Berko: The sham is the diamond market
Friday, July 26, 2013 7:00 AM
Dear Mr. Berko:
Nearly 10 years ago, I bought a diamond ring for my wife and paid $6,600 for a beautiful, clear and bright 2.1-carat stone. A jeweler once gave us a written appraisal for $8,200. Recently, we decided to sell her ring to raise cash because our out-of-pocket health insurance costs were bankrupting us. I had been out of a job for nearly two years. The jeweler where we bought the ring is out of business, so we took it to another jeweler, who offered us $1,450. Needless to say, we were shocked, and when my wife got home, she became physically sick. However, the good news is that the following day, the company that had laid me off two years previously asked me to return to work. I’m doing the same work at nearly the same pay, and I have to work only 30 hours a week. So we don’t need to sell the ring now, but do you think we will ever be able to get back what we paid for it?
I’m glad you found work. However, do you know that your new part-time position allows your employer to hire you without health insurance? You may have to sell that ring.
The most awesome thing about a clear, bright and beautiful 2.1-carat diamond is that there’s a silly fool who is willing to spend $6,600 to buy it. But unless you can find a wealthy Swiss admiral, I doubt you’ll get your $6,600 back. Diamonds are not precious stones; rather, the diamond market is a staged farce.
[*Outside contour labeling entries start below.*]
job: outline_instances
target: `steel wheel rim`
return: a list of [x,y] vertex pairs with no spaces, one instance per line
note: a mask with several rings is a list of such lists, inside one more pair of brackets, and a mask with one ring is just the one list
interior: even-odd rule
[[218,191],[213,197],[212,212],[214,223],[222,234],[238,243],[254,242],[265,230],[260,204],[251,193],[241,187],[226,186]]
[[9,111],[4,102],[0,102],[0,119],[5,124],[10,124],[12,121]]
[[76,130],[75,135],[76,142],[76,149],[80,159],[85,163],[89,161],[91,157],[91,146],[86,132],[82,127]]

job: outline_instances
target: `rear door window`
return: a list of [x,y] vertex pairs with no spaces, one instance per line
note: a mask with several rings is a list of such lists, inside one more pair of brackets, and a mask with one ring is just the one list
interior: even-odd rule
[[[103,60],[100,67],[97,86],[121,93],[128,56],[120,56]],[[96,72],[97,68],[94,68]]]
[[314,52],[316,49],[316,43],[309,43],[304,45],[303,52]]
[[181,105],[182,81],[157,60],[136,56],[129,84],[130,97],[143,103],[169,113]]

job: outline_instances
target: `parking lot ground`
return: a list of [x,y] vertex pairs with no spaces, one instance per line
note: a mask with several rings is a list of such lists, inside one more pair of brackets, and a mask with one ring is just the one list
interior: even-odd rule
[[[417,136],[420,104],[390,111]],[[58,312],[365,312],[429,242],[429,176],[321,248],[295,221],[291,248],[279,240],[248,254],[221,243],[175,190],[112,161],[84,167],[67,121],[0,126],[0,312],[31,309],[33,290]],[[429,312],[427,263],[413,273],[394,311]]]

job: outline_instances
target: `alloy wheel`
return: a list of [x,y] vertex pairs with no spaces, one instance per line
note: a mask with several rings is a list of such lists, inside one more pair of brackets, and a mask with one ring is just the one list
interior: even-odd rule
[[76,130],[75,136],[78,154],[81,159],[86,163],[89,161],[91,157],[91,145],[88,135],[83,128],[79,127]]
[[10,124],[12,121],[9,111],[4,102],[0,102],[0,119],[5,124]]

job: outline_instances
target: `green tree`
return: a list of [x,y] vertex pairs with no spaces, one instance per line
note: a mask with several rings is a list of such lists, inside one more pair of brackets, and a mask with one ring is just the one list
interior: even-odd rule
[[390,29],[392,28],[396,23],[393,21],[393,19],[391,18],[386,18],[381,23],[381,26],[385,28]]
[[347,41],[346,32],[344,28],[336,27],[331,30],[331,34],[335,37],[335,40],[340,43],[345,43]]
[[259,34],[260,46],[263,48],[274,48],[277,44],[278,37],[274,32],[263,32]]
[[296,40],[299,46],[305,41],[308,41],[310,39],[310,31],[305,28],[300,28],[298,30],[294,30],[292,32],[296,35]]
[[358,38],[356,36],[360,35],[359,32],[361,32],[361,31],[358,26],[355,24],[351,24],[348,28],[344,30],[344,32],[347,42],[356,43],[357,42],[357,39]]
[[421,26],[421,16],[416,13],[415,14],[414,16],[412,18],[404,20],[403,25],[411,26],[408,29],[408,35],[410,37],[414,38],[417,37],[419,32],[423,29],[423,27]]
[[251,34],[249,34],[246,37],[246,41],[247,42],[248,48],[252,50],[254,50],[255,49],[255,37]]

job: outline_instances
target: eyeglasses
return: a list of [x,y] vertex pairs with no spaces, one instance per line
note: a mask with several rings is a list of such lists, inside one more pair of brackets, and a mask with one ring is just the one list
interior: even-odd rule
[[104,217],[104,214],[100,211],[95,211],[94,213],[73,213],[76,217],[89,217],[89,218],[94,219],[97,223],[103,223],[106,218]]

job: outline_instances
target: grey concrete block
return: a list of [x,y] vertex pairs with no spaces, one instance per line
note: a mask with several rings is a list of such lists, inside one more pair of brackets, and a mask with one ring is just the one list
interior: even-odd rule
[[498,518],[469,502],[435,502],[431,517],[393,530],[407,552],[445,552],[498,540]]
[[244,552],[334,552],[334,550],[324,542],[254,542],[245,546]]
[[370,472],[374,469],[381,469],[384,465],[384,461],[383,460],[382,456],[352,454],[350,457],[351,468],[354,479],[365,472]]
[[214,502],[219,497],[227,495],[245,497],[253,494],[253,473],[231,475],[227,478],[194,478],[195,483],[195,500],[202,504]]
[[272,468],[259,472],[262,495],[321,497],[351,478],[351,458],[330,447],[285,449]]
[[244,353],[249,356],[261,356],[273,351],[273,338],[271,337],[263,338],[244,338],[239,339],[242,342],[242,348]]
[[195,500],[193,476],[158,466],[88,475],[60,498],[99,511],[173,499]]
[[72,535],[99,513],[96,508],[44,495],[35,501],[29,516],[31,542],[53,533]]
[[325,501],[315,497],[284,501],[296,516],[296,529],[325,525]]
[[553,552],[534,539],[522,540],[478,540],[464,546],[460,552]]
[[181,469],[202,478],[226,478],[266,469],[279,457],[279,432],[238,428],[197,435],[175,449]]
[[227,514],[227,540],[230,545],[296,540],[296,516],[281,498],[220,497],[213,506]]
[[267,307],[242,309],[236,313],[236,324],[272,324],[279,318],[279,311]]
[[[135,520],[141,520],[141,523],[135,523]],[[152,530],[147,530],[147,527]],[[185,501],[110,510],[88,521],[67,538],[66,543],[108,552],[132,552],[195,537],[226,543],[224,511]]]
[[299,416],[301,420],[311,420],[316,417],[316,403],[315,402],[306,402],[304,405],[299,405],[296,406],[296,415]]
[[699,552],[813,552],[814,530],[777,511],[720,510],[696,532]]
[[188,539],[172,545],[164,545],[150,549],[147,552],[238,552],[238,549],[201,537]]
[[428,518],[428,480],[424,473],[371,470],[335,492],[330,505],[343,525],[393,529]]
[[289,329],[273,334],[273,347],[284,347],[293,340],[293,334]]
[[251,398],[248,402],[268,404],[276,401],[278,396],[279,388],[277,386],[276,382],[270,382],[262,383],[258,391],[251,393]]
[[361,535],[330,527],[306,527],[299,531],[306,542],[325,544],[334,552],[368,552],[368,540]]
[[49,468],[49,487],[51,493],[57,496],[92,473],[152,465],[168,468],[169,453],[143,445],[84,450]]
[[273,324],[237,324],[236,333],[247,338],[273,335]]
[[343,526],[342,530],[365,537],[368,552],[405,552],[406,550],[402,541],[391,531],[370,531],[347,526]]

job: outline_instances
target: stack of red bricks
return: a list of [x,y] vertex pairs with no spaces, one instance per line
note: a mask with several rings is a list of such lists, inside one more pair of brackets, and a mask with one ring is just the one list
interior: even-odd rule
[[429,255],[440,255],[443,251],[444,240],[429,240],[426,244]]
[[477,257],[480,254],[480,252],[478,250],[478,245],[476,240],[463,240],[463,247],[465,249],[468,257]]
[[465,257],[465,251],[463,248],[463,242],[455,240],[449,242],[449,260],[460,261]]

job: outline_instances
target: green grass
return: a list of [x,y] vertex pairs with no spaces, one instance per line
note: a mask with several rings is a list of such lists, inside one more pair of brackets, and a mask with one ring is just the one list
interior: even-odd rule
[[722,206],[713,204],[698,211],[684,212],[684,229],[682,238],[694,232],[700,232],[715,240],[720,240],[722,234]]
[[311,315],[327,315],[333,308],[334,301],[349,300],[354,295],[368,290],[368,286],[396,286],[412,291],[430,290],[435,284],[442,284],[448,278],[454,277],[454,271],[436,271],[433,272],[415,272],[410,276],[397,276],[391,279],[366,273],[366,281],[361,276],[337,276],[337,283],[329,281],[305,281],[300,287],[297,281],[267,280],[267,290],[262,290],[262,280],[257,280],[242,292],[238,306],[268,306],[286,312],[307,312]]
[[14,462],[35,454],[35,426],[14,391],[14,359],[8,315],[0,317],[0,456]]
The legendary De Beers cartel – which runs the diamond mines in South Africa, Namibia and Botswana – produces 80 percent of the world’s diamonds. And it does its darnedest to control the remaining 20 percent by very aggressively purchasing diamonds from other mines around the world. Because of an enormous inventory (De Beers owns millions of stockpiled stones), the cartel is able to maintain high prices and perpetuate the myth that the supply is scarce. De Beers’ brutish control of the market recently encouraged a U.S. court to demand that it refund millions of dollars to U.S. diamond buyers.
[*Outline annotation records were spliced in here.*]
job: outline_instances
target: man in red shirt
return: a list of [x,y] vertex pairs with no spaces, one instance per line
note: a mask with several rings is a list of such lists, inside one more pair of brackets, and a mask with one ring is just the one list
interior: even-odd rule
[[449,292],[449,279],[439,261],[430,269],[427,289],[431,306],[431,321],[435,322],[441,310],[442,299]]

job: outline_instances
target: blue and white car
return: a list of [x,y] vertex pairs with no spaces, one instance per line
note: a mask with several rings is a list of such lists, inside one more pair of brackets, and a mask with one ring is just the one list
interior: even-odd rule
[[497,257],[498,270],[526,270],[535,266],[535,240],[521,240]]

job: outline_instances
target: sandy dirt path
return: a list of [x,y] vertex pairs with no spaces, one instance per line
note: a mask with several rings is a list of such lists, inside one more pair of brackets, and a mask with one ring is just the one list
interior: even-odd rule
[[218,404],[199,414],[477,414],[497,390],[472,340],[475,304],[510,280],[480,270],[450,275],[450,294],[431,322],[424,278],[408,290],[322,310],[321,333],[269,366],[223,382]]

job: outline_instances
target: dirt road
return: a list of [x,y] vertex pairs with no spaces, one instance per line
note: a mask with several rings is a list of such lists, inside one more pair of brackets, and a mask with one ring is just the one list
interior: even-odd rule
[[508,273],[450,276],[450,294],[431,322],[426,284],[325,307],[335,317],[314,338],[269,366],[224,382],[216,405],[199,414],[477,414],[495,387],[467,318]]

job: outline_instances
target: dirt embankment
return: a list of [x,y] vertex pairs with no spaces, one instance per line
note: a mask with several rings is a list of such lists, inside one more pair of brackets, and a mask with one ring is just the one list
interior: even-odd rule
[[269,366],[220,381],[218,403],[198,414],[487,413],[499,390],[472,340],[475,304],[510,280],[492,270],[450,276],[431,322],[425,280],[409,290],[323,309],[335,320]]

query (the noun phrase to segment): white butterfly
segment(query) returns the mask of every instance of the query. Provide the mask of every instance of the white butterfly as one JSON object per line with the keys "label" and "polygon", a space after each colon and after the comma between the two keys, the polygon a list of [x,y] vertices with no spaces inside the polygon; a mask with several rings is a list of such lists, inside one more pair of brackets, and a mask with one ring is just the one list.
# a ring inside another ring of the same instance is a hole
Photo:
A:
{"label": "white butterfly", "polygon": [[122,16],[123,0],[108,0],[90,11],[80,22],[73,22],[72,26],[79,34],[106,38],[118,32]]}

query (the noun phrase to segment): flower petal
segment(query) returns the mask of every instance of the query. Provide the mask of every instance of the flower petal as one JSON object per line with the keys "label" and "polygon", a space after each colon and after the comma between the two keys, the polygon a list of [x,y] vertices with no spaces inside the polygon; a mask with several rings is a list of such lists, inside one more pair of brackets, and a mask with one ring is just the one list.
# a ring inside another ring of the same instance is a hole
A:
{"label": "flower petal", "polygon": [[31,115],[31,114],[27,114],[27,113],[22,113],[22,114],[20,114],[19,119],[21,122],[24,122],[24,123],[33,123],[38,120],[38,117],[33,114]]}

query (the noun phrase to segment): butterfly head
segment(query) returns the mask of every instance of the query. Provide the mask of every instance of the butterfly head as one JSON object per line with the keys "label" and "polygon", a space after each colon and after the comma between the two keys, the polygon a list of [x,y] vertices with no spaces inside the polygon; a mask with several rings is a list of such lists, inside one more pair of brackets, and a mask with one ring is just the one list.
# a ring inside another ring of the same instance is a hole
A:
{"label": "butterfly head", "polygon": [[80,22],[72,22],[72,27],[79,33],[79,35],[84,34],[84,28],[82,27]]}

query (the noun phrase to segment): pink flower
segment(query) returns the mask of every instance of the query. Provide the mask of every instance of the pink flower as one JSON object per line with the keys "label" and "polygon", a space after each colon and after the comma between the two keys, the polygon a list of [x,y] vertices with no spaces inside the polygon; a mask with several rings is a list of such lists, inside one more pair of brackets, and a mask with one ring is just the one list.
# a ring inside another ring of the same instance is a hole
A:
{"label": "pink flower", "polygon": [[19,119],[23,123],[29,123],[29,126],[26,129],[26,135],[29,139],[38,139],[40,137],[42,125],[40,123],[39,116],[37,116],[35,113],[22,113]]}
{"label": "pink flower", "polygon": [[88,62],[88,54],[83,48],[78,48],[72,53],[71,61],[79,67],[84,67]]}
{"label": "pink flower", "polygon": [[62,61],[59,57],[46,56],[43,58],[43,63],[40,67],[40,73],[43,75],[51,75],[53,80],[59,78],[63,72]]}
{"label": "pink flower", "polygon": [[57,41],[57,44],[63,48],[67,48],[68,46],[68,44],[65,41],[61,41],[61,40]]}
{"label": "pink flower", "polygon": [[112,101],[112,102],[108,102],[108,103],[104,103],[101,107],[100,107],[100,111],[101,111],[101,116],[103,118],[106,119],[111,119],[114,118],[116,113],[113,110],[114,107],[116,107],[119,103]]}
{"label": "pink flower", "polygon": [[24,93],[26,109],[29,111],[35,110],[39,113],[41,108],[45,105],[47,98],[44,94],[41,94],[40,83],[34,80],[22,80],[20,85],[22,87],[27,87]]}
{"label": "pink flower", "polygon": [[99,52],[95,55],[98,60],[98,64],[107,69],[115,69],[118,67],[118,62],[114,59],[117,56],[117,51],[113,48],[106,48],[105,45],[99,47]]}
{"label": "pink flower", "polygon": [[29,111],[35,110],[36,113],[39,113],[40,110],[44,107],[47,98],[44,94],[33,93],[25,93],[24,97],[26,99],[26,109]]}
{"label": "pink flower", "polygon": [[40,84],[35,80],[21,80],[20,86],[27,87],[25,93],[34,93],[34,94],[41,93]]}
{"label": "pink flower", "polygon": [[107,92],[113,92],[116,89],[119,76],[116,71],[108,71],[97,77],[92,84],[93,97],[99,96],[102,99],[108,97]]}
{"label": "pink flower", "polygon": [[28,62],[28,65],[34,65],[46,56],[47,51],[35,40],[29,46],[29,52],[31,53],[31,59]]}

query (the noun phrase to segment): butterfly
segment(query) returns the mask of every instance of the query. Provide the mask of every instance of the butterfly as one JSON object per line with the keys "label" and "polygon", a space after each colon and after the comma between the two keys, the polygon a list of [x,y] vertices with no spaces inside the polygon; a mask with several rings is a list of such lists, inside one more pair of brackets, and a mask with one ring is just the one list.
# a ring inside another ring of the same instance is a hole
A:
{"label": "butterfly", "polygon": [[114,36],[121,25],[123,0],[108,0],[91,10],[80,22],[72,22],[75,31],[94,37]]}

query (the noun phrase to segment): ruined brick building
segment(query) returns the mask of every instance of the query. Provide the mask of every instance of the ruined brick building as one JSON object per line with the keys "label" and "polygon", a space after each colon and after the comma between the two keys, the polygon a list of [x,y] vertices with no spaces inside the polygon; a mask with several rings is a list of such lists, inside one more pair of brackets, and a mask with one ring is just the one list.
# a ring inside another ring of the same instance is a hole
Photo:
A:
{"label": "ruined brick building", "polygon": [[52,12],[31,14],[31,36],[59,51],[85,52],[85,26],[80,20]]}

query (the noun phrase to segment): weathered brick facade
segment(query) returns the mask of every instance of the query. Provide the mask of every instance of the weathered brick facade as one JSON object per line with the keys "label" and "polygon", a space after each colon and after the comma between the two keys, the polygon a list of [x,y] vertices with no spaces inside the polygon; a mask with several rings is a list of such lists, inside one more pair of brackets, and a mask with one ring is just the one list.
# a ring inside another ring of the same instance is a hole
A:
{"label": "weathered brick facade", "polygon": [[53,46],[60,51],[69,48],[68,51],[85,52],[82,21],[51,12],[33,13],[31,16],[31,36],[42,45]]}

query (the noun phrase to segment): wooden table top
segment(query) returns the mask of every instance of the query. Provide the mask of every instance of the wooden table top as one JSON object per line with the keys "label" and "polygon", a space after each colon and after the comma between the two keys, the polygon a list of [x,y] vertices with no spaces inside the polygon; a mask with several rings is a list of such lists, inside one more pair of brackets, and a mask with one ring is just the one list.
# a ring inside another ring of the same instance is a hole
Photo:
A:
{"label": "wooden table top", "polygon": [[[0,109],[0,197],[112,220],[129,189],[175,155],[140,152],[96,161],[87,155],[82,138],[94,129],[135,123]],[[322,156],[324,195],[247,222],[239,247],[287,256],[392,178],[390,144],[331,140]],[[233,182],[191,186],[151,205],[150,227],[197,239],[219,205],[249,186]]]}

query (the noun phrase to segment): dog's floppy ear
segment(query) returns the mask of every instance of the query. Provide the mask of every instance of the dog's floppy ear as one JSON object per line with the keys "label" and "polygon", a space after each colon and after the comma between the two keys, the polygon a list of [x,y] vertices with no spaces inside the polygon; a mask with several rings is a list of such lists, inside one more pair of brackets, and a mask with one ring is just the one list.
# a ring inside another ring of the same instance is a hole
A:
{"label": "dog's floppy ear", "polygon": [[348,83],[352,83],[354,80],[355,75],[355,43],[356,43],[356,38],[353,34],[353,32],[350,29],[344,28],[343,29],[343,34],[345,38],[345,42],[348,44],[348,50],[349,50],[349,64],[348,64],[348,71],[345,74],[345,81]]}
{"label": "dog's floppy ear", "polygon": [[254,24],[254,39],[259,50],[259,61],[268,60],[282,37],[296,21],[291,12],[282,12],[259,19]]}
Jewelers advertise diamond rings, earrings, bracelets and necklaces in most newspapers. Have you ever wondered how jewelers can advertise a 1.75-carat diamond ring at a 50 percent discount from the list price and a pair of earrings for $2,500 that were recently priced at $4,000 and still make a bundle? Well, that diamond ring at 50 percent off can still give the jeweler a 100 percent profit. And those earrings at $2,500 may have cost the jeweler only a grand. So the ring you bought 10 years ago may have cost the jeweler $2,000 to $2,500. Meanwhile, that $8,200 appraisal has as much value as an Elvis on velvet. And I suspect that the jeweler probably would have given you an appraisal for $9,000 if you had asked for it. The jeweler who offered you $1,450 for the ring might wholesale the piece or list it for sale in his inventory at a significantly higher price. Be mindful that when we pilgrims purchase jewelry, we always pay retail and that when we must sell, we always sell well below wholesale.
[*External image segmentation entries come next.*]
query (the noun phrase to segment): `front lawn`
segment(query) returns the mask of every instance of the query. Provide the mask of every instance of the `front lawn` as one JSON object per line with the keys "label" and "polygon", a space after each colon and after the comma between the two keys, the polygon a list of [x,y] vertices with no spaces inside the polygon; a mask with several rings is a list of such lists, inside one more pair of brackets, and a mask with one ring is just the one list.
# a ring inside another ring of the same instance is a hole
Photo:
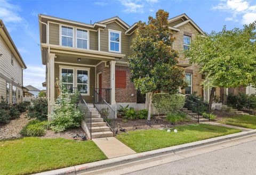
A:
{"label": "front lawn", "polygon": [[218,121],[226,124],[251,129],[256,129],[256,116],[241,115],[229,118],[223,118]]}
{"label": "front lawn", "polygon": [[106,159],[92,141],[25,137],[0,141],[0,174],[25,174]]}
{"label": "front lawn", "polygon": [[[173,132],[174,129],[178,132]],[[170,132],[159,129],[130,131],[118,135],[117,138],[136,152],[141,153],[240,131],[223,127],[196,124],[174,127]]]}

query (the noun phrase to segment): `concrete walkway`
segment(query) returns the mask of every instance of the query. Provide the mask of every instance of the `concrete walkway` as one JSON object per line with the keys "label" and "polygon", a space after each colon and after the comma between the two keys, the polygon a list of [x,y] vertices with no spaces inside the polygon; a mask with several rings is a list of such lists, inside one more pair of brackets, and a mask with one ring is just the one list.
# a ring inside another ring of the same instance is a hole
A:
{"label": "concrete walkway", "polygon": [[136,153],[114,137],[94,138],[92,140],[108,159]]}
{"label": "concrete walkway", "polygon": [[205,124],[211,124],[211,125],[214,125],[214,126],[219,126],[221,127],[225,127],[227,128],[234,128],[234,129],[238,129],[242,130],[243,131],[250,131],[252,130],[252,129],[237,127],[237,126],[232,126],[232,125],[221,124],[221,123],[215,123],[211,121],[206,122],[202,122],[202,123],[205,123]]}

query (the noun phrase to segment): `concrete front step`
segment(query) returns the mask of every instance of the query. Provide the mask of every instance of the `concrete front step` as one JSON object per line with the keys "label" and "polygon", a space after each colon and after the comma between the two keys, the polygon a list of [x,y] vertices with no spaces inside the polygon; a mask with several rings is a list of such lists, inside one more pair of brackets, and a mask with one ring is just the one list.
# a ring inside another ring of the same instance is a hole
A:
{"label": "concrete front step", "polygon": [[110,130],[110,129],[109,127],[106,126],[104,127],[92,127],[92,133],[95,132],[109,131]]}
{"label": "concrete front step", "polygon": [[113,132],[111,131],[92,132],[92,138],[108,137],[112,136],[113,136]]}
{"label": "concrete front step", "polygon": [[107,123],[104,122],[92,122],[92,127],[105,127],[107,126]]}

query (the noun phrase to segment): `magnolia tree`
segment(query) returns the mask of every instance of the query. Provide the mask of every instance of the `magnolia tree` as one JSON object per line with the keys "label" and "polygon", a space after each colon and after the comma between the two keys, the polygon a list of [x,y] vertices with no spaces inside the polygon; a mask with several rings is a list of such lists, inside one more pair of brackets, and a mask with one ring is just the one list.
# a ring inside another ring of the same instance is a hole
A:
{"label": "magnolia tree", "polygon": [[184,72],[177,65],[178,53],[172,49],[172,31],[168,26],[169,13],[162,10],[156,18],[148,18],[148,22],[139,21],[131,48],[135,53],[128,62],[131,81],[137,89],[149,94],[148,120],[150,119],[152,96],[160,90],[171,94],[183,88]]}
{"label": "magnolia tree", "polygon": [[212,31],[197,36],[185,55],[191,63],[197,63],[205,73],[202,82],[210,88],[211,107],[216,87],[236,87],[256,85],[255,22],[243,29]]}

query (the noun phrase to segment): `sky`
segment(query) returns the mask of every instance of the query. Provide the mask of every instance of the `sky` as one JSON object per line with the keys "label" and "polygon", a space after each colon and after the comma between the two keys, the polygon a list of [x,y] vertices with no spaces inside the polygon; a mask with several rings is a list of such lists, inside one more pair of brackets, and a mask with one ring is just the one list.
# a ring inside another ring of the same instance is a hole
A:
{"label": "sky", "polygon": [[219,31],[241,28],[256,20],[256,0],[0,0],[0,19],[6,28],[28,68],[23,71],[23,86],[43,89],[45,68],[42,64],[38,14],[93,23],[118,16],[131,26],[147,21],[158,9],[170,18],[186,13],[203,31]]}

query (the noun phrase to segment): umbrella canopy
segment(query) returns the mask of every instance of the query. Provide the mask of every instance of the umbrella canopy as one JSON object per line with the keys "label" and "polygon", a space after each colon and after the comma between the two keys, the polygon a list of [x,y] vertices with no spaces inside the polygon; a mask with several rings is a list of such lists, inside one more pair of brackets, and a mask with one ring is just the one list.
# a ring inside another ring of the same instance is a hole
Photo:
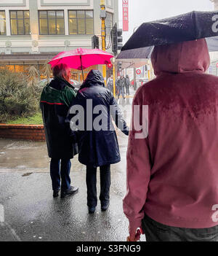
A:
{"label": "umbrella canopy", "polygon": [[60,53],[49,62],[49,64],[53,67],[64,63],[70,69],[83,70],[93,65],[109,64],[113,57],[113,55],[99,49],[78,48]]}
{"label": "umbrella canopy", "polygon": [[[121,51],[217,36],[217,11],[193,11],[164,20],[145,23],[130,37]],[[218,46],[217,49],[218,50]],[[150,53],[152,48],[145,48],[144,51]]]}

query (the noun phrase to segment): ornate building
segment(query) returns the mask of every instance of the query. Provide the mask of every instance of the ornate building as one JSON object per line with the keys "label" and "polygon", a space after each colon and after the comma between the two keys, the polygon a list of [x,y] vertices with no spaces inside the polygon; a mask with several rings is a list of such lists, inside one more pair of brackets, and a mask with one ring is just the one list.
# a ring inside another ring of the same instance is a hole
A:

There is no published pricing manual for diamonds as there is for, say, stamps. The phrase “a diamond is forever” is a clever campaign by De Beers, subtly discouraging you from selling your stone and encouraging you to pass it on as an heirloom. This frequently repeated mantra has succeeded in keeping many diamonds off the market. Can you imagine what would happen to the price of diamonds if just 10 percent of the public that bought diamonds during the past 20 years decided to sell them this year? The market wouldn’t be able to handle the onslaught; prices would collapse; and De Beers might be out of business.
When you decide to sell your ring, take it to three different jewelers. I guarantee that you will receive three widely different prices. And don’t be surprised if $1,450 is the highest offer you get.